By Modupe Gbadeyanka
In the just concluded week, the Federal Government successfully issued a fresh $500 million Eurobond for the second time in less than two months.
However, this round issue came at a cheaper cost than the initial $1 billion bond, coming at a yield of 7.5 percent, 0.357 percent lower than the initial bond which attracted a yield of 7.875 percent.
Elsewhere, FGN bonds prices traded at the OTC segment decreased across most of the maturities.
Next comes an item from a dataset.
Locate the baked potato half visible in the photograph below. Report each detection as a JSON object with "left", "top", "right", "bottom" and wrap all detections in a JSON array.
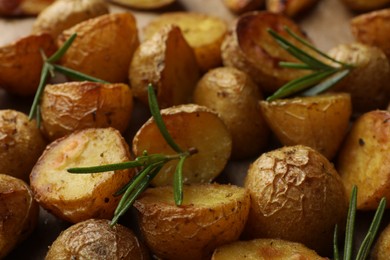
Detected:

The 20-year, 10.00 percent FGN July 2030 debt, the 10-year and 16.39 percent FGN JAN 2022 debt depreciated by N0.23 and N0.09 respectively; their corresponding yields rose to 15.79 percent (from 15.73 percent) and 15.90 percent (from 15.87 percent) respectively.
However, the 5-year, 15.10 percent FGN APR 2017 debt appreciated by N0.13; its corresponding yield fell to 12.21 percent (from 13.99 percent).
Elsewhere, FGN Eurobonds traded on the London Stock Exchange increased in value across all the maturities amid profit taking. The 10-year, 6.75 percent JAN 28, 2021 bond, the 5-year, 5.13 percent JUL 12, 2018 bond and the 10-year, 6.38 percent JUL 12, 2023 bond appreciated by $0.49 (yield fell to 5.51 percent), $0.16 (yield fell to 3.87 percent) and $0.56 (yield fell to 6.11 percent) respectively.